The rally at New York City’s Jacob K. Javits Convention Center—where Clinton supporters gathered beneath a glass ceiling heavy with symbolism—was split into two dramatically different halves.
The first half, early in the evening, was an expectant celebration, premature but confident. Clinton’s supporters had come in droves to see her elected the first woman president of the United States.
When asked why, they launched into a list of Clinton’s “greatest hits”—her 1995 speech on women’s rights in Beijing, her response in New York City to the 9/11 terror attacks, her service in the presidential administration of former rival Barack Obama.
They wore ‘Madam President’ T-shirts and ‘Love Trumps Hate’ buttons and homemade jackets emblazoned with what has become a feminist rallying cry: “Nasty Women Vote.” They spoke with confidence about a coming Clinton victory in tones that suggested it would be deeply personal for them.
“I’m here because I just really wanted to see her follow her dream, which will be like me following my dream,” said 66-year-old Victoria Beasley, who came to the rally with her daughter, Livia.

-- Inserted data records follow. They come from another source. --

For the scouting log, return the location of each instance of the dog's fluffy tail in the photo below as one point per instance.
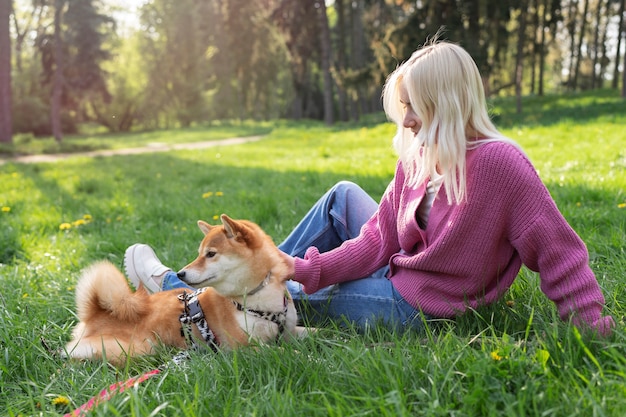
(102, 287)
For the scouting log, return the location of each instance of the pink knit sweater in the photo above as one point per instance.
(469, 253)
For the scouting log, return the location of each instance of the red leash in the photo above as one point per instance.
(107, 393)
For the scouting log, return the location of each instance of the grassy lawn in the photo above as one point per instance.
(514, 358)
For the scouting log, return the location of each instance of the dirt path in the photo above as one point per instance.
(150, 148)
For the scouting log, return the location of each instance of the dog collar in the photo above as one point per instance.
(193, 314)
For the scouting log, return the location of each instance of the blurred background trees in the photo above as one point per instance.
(166, 63)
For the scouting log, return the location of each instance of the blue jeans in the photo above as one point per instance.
(336, 217)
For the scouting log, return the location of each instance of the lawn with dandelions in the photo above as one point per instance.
(514, 358)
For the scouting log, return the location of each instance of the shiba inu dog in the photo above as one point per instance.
(243, 300)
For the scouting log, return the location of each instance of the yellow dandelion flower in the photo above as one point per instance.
(61, 400)
(496, 356)
(79, 222)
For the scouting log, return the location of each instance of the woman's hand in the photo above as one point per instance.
(291, 268)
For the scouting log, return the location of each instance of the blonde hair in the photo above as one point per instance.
(446, 92)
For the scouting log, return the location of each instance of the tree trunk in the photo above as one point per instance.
(572, 14)
(341, 59)
(624, 77)
(6, 123)
(596, 79)
(579, 48)
(519, 60)
(620, 33)
(358, 56)
(536, 26)
(542, 47)
(57, 83)
(325, 58)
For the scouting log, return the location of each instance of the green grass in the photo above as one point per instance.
(514, 358)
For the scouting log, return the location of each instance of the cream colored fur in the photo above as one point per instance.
(234, 259)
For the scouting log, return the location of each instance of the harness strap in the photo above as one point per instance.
(278, 318)
(193, 314)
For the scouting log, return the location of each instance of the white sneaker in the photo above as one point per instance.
(143, 267)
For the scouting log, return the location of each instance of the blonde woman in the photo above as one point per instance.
(463, 212)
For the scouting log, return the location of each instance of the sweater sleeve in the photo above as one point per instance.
(358, 257)
(547, 244)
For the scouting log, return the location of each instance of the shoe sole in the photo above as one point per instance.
(131, 272)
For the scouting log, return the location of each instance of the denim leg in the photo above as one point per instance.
(363, 302)
(171, 281)
(337, 216)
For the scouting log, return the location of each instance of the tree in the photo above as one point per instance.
(519, 59)
(620, 32)
(6, 125)
(58, 79)
(325, 61)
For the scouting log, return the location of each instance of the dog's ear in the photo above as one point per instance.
(204, 226)
(230, 226)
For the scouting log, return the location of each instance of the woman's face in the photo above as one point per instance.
(410, 120)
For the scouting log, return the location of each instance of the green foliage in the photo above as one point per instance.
(513, 358)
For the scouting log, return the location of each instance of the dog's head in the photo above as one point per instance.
(234, 257)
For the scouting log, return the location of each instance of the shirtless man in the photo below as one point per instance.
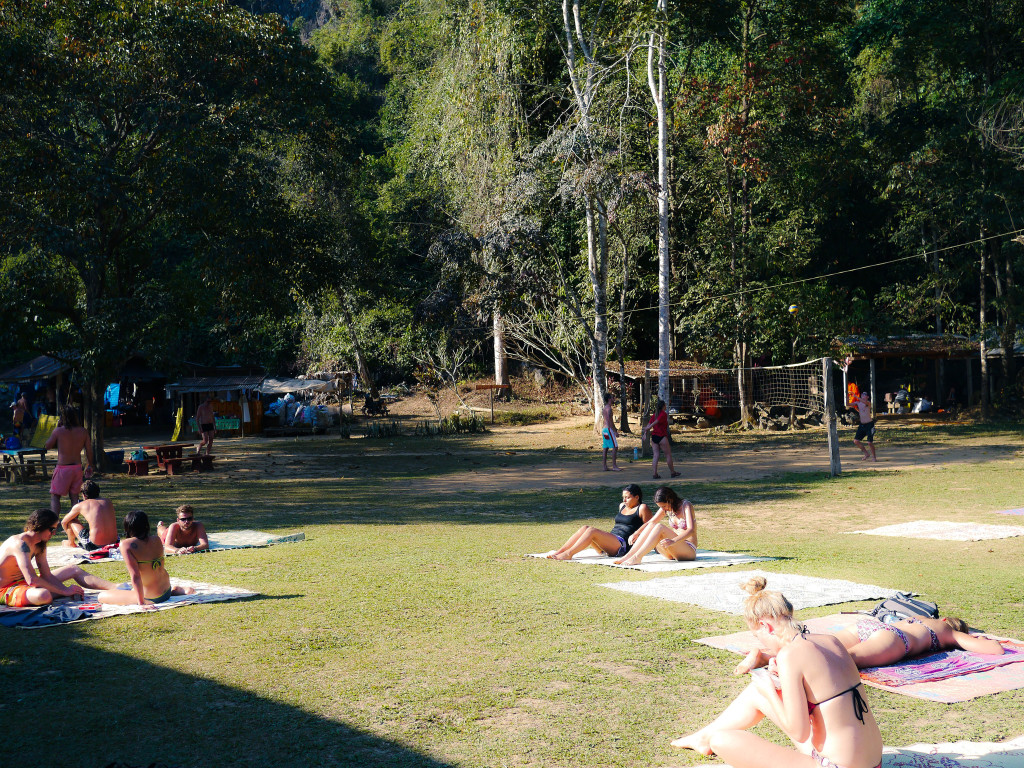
(18, 416)
(20, 586)
(99, 527)
(185, 535)
(207, 423)
(866, 428)
(71, 439)
(609, 435)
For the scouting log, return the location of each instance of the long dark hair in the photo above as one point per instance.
(665, 495)
(136, 525)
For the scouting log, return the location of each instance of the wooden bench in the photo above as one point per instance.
(137, 466)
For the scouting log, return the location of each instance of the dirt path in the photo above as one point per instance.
(715, 466)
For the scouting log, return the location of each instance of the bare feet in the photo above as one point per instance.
(696, 741)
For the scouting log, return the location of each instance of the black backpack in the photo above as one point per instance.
(902, 605)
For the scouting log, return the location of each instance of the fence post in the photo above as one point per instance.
(835, 466)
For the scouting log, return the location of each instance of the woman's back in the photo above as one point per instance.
(842, 725)
(148, 553)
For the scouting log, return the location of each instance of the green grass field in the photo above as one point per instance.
(409, 630)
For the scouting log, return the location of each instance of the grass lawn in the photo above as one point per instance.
(408, 630)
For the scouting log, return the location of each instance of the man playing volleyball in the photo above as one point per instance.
(866, 428)
(609, 436)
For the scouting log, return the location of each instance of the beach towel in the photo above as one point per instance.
(722, 591)
(962, 687)
(946, 531)
(57, 556)
(941, 666)
(656, 562)
(950, 755)
(89, 608)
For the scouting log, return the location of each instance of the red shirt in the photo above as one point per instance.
(660, 424)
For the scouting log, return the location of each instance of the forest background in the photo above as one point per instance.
(401, 186)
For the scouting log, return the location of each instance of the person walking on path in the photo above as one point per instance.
(866, 428)
(609, 435)
(658, 428)
(207, 425)
(71, 439)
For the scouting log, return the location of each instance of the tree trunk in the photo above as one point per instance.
(501, 359)
(93, 414)
(360, 363)
(658, 95)
(1009, 335)
(983, 329)
(597, 261)
(624, 419)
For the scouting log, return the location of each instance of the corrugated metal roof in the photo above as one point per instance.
(214, 383)
(42, 367)
(281, 386)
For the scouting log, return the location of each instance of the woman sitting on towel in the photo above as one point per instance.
(143, 555)
(811, 690)
(673, 530)
(873, 643)
(632, 514)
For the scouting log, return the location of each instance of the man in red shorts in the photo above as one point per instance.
(71, 439)
(20, 586)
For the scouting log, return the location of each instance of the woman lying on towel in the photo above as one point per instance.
(143, 555)
(632, 514)
(872, 643)
(673, 530)
(811, 690)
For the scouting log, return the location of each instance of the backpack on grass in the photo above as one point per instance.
(902, 605)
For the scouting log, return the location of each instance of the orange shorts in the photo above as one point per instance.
(14, 593)
(67, 479)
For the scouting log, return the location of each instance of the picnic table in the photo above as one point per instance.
(169, 456)
(17, 463)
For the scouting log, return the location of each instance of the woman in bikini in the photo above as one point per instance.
(143, 555)
(658, 428)
(673, 530)
(873, 643)
(817, 698)
(632, 514)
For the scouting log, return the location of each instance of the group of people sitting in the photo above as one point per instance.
(91, 525)
(672, 530)
(807, 684)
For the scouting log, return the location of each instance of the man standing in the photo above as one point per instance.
(206, 422)
(609, 436)
(866, 428)
(71, 439)
(90, 524)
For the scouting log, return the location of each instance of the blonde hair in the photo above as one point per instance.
(767, 604)
(957, 625)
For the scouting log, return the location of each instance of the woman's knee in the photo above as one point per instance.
(39, 596)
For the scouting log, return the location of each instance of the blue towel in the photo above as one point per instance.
(42, 615)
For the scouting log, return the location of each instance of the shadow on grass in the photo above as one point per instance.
(95, 707)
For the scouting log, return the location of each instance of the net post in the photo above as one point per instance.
(835, 466)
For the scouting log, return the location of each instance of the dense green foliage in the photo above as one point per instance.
(193, 181)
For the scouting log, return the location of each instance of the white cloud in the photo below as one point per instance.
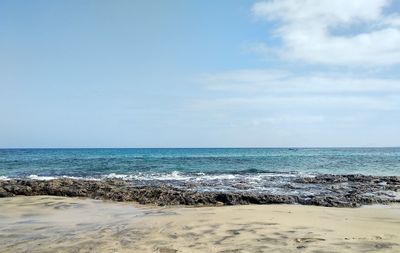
(284, 82)
(306, 31)
(262, 91)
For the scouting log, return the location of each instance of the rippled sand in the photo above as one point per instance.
(56, 224)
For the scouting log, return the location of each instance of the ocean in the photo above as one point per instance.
(209, 168)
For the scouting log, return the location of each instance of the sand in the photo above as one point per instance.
(57, 224)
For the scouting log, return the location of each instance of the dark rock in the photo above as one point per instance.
(340, 191)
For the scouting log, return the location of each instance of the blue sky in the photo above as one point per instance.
(199, 74)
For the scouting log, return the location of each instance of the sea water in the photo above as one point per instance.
(205, 168)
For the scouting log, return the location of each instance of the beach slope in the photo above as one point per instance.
(58, 224)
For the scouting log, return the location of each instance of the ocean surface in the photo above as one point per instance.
(234, 169)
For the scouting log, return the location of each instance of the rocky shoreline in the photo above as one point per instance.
(339, 191)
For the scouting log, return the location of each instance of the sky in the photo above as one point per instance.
(243, 73)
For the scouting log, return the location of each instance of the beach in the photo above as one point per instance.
(60, 224)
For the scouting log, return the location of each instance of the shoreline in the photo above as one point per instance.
(338, 191)
(60, 224)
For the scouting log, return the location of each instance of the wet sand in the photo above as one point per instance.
(57, 224)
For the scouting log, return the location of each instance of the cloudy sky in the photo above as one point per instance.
(199, 73)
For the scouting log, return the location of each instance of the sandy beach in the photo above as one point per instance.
(58, 224)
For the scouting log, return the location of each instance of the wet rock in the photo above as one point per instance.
(337, 191)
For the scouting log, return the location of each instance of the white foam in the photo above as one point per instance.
(36, 177)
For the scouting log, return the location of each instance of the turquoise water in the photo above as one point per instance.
(169, 163)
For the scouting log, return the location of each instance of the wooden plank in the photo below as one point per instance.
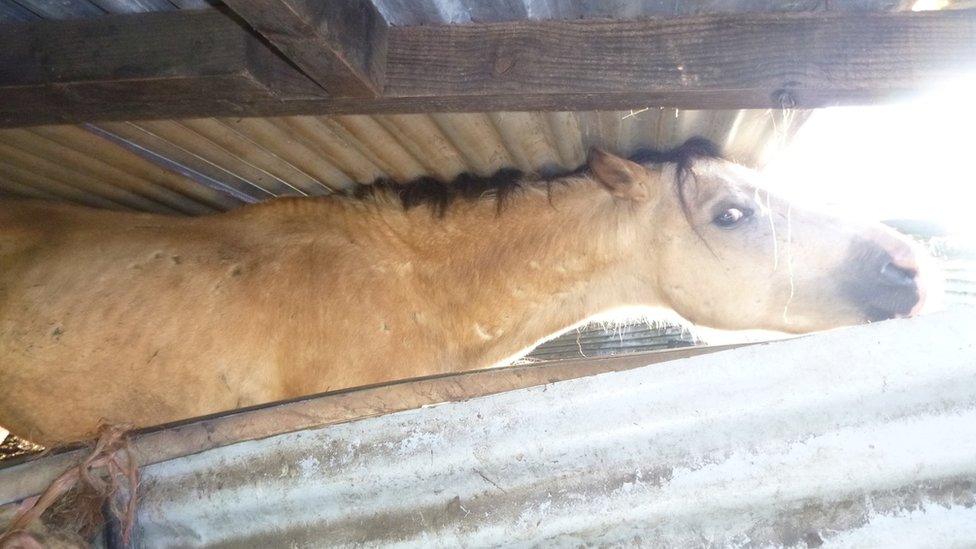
(62, 10)
(139, 60)
(339, 44)
(165, 442)
(766, 60)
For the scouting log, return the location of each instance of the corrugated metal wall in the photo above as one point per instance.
(202, 165)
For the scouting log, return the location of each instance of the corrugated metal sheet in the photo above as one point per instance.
(200, 165)
(852, 438)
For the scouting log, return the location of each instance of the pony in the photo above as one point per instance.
(143, 319)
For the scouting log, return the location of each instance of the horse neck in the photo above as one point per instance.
(504, 281)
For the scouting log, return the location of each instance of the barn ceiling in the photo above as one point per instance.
(197, 166)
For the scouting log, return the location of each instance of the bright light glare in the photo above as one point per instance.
(929, 5)
(913, 160)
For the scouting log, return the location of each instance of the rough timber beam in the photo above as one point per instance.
(341, 44)
(198, 64)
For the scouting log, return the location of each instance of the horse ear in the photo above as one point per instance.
(623, 178)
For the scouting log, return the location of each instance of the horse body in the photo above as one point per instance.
(144, 319)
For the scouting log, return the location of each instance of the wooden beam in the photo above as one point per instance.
(341, 44)
(730, 61)
(75, 69)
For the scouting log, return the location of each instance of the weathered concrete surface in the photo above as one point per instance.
(859, 437)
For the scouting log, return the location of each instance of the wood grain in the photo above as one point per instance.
(136, 61)
(341, 45)
(768, 60)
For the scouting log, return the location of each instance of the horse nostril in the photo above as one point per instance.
(897, 275)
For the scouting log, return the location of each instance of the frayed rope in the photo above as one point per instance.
(108, 468)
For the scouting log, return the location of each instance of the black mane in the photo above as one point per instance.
(503, 183)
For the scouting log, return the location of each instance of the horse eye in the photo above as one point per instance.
(731, 217)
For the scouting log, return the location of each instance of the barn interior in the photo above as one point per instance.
(196, 107)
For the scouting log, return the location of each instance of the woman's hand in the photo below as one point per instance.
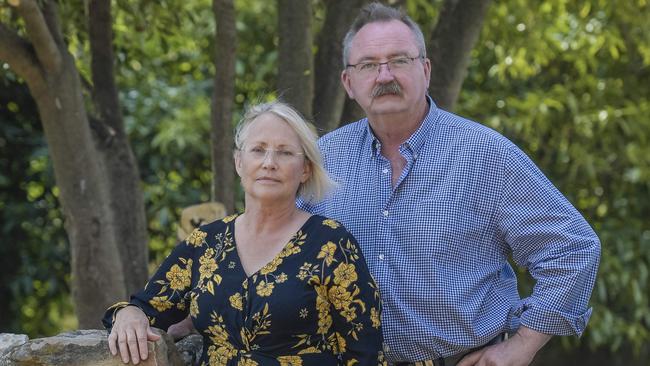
(130, 334)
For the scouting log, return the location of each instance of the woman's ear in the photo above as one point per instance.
(237, 156)
(306, 172)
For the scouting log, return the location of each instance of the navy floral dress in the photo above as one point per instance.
(314, 304)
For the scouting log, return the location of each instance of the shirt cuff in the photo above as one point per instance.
(554, 322)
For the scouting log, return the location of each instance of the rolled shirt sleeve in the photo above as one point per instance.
(550, 238)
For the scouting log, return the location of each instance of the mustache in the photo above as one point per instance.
(383, 89)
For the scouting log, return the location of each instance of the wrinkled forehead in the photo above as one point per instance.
(269, 129)
(383, 39)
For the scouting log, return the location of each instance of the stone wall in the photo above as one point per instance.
(90, 347)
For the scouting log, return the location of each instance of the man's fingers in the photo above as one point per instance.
(124, 349)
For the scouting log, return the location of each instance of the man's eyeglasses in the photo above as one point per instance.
(396, 64)
(281, 155)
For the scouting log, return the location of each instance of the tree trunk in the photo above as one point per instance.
(86, 193)
(126, 201)
(223, 173)
(458, 28)
(295, 59)
(352, 112)
(329, 97)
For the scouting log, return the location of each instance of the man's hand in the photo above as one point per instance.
(130, 334)
(517, 350)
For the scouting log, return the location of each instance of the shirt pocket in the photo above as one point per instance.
(451, 229)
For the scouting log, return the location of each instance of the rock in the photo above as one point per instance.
(190, 349)
(85, 348)
(7, 342)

“She’s the right person to be in the seat of the Oval Office,” said Livia Beasley, 40, who is expecting a son in April. “I really need for my child to be raised in a stable country.”
But as the night progressed and the election results rolled in, the mood turned somber.
The second half of the rally, dramatically more subdued, became a scene of shock and disbelief, as state after state went to Trump. Clinton supporters hung their heads, embraced one another, pondered alternative endings and wondered aloud, “Is it over?”
The convention center’s background music—a playlist reflecting the musical star power Clinton had recently brought onto the campaign trail to encourage voter turnout—played on in apparent ignorance. Fight and Roar and Rise, it said, though the crowd, overwhelmingly, did not.
“Twelve hours ago, things felt so different,” said Dana Massarsky, 36, leaving the rally after Clinton campaign chairman John Podesta announced she would wait another day to speak.
It was another surprising turn in a presidential race that had repeatedly broken with precedent.
“We can wait a little longer, can’t we?” Podesta said. “We will be back. We have more to say. Let’s get those votes counted.”
The announcement, which prolonged the now-inevitable, did little to lift spirits.
“I’m sort of speechless,” said 34-year-old Rhead Beddoe, of Brooklyn, who has spent every weekend since September volunteering for Clinton in Pennsylvania, knocking on doors in Philadelphia suburbs. “I’ve never been so confident about an election.”
She choked up, acknowledging that Clinton had lost, despite the candidate’s absent concession speech.
“I think it’s going to be really hard for America,” she said. “This is a really tragic, unfortunate, terrible disaster.”
Others in the crowd voiced concern for specific Americans, including immigrants and members of the LGBT community.
“At a very base level, it’s terrifying to me,” said Bryan Ball, 30, adding that he worried Trump would roll back rights recently obtained for LGBT Americans. “It’s a very personal fear, as a gay American.”
Still, some said they were happy to be where they were, at the rally just over two miles away from Trump’s.
“I feel like I’m in the right place with the right people,” said Margaret Biedel, adding that she felt “dumbfounded and overwhelmed.”
“In the beginning, it was so exciting,” she said, “and now, actually, I’m glad I’m here because I couldn’t bear to do this in the living room of my home.”